I have multiple bigger topics on the go (read: too many irons in the fire), but not the time to finish them all at once. Here’s a quick one about mathematical devices, related to stuff about slide rules.
Chris Staecker is a professor of mathematics at Fairfield University. He also has a youtube channel with lots of fascinating content. Some of it is advanced mathematics, and some is amazingly accessible, even when he’s discussion complex equations.
First is a playlist of videos about Calculating Devices. Some of them are educational toys (e.g.
“Monkey Multiplier”), some are household or general purpose devices (e.g. HandiAdd and the Quick Adder, the latter of which was in the house when I was a kid). For some of them, Staeker provides links to PDFs so you can create your own devices on acetates or paper.
And then there are devices that are absolutely fascinating.
First, the Equamater which allows you to determine the function of a curve.
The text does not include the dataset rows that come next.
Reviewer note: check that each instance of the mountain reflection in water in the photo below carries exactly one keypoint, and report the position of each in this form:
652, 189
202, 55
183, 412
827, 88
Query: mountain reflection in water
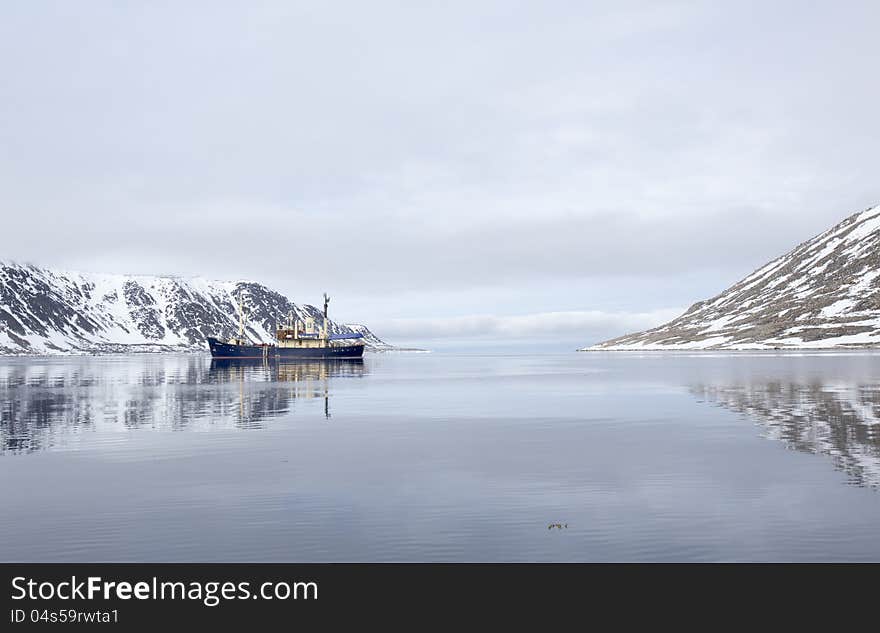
45, 404
841, 421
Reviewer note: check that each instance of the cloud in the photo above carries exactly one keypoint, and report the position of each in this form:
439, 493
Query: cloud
383, 150
584, 324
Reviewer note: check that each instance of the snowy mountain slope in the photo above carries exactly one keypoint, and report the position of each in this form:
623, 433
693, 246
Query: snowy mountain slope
45, 311
825, 293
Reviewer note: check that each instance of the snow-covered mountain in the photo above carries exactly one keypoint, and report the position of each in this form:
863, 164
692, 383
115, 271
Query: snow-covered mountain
825, 293
45, 311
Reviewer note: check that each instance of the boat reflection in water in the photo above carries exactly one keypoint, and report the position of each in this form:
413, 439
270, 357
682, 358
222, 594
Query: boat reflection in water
841, 421
301, 379
90, 402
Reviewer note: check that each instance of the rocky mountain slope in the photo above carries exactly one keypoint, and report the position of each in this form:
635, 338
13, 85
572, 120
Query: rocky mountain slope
45, 311
825, 293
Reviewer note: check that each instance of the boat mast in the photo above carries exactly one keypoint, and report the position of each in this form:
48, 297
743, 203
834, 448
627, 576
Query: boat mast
326, 301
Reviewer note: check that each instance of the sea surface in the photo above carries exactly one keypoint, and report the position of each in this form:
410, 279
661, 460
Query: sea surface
499, 456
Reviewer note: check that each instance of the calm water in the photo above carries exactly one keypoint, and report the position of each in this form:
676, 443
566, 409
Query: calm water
687, 457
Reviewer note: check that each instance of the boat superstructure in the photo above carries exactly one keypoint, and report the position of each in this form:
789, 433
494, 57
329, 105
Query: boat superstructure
296, 339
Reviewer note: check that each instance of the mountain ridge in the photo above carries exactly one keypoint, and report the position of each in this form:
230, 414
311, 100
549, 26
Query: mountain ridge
822, 294
49, 311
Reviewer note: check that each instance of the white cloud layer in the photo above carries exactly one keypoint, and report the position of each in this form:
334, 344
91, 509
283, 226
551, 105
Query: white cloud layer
539, 325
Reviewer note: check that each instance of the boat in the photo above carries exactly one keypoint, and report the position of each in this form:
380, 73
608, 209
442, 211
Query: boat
295, 340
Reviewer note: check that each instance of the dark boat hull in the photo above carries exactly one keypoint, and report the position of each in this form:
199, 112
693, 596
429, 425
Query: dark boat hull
220, 349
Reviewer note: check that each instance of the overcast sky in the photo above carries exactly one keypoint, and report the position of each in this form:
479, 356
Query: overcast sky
449, 169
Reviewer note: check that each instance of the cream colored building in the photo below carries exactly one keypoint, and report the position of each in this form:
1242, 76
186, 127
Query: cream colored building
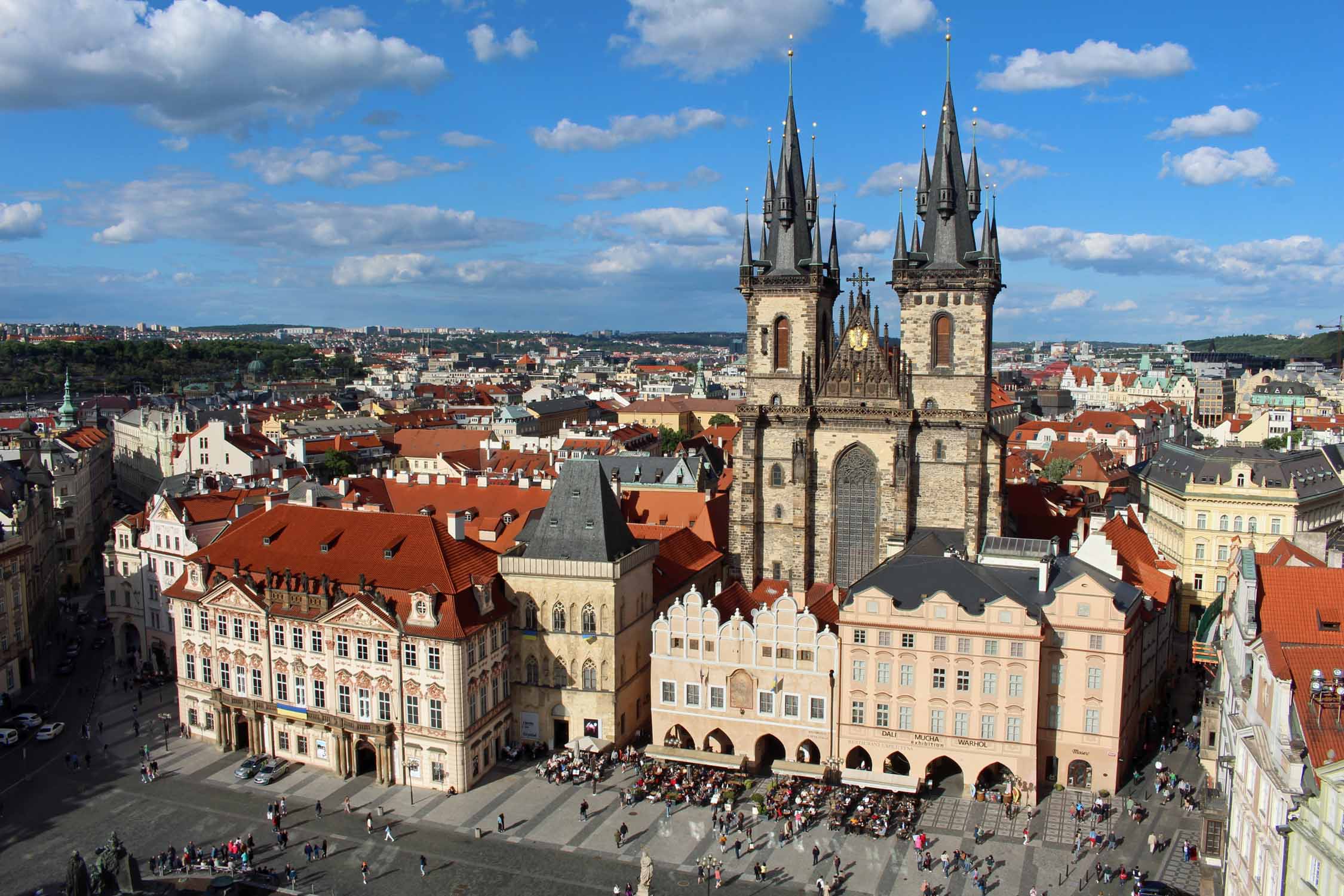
352, 643
587, 593
1196, 501
1017, 670
746, 677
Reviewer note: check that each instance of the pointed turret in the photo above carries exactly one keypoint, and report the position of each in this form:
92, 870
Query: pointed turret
834, 260
922, 188
812, 186
900, 258
948, 235
769, 194
974, 186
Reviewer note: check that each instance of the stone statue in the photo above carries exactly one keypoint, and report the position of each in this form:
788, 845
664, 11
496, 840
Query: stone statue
77, 876
646, 875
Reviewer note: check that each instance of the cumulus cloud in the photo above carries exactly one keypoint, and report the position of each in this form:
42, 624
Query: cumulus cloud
382, 271
567, 136
1308, 260
487, 49
625, 187
1219, 121
1092, 62
1210, 165
464, 142
198, 66
1073, 299
705, 38
281, 165
20, 220
890, 19
888, 179
185, 206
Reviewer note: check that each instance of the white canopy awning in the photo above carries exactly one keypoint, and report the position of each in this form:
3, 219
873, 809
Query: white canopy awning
696, 757
797, 769
879, 781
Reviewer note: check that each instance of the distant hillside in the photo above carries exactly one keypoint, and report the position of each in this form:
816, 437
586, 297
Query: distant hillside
1321, 346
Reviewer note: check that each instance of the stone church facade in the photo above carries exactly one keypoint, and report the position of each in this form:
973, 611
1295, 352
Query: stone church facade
852, 441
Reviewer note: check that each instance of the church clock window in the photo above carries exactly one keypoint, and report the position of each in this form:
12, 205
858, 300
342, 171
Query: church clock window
943, 342
781, 344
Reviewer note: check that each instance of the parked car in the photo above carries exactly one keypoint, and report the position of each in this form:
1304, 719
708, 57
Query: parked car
50, 730
250, 768
272, 771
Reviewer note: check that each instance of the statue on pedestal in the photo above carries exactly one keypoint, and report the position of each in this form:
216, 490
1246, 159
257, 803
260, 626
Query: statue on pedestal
646, 875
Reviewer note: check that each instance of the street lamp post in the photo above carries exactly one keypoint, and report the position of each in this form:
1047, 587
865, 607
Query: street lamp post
412, 765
It’s easy to draw a curve from a function when you have the raw data, but what if you have neither the data nor the function, all you have is the curve on a Cartesian grid? The Equameter enables you to calculate and roughly approximate the function which he demonstrates.
Second is the Steinhaus Longimeter which allows you to measure the length of a curved line on paper. It consists of three overlays (three grids of squares rotated to 120 and 240 degrees) which you place over the drawn line. Count the number of lines on the grids that the line crosses, and you have the length of the line in millimetres.
Last, is a different playlist with only two videos: the Paper Computer. It was invented in Germany in the 1980s to teach machine language coding, and presented on a TV show. Again, there is a printable version. Using a small set of basic instructions, you can figure out standard program techniques for sequence, looping, branching, and memory addressing instructions. The work is done in the programmer’s head, but requires learning logic and good coding techniques.
Staecker’s presentation is humourous without being condescending, and informative without being overwhelming. If only all youtube producers were as watchable as he is.
Unrelated, I recently sawthis is highly amusing and valuable image:
Mathematical functions explained by hand gestures
Rhiannon,
If you ever make a trip to the SF Bay area, I think you would enjoy a visit to the Computer History Museum in Mountain View. It once had one of the only two Charles Babbage Difference Engines in the world, unfortunately it was only on loan and has since been moved to Washington state, but they do have a collection of calculating gizmos over a range of more than two centuries, arranged chronologically. I wish they could have docents to demonstrate each item’s functions, but they have limits on their personpower. Still, it is a fun way to investigate the history of mechanical computing, and on weekends, they often have demonstrations of some of the electronic computers of the 1960s by the people who used them back in the day.
I have to say that I am not a big fan of the “little man” concept, at least as it is described in the video. It hand waves away edge cases that arise when you use binary math and have finite sized data registers. I know that nowadays we can afford to throw as many transistors and as many lines of code as we want to handle these edge cases, but I think it is important for the next generation of coders to be aware of these situations and not just assume that some chunk of code written by some programmer who is mouldering in his grave will protect you from these edge cases in all circumstances. Even though we live in a time of cell phones and roadside assistance, I think it is a shame to issue a drivers licence to anyone who does not know how to change a flat tire.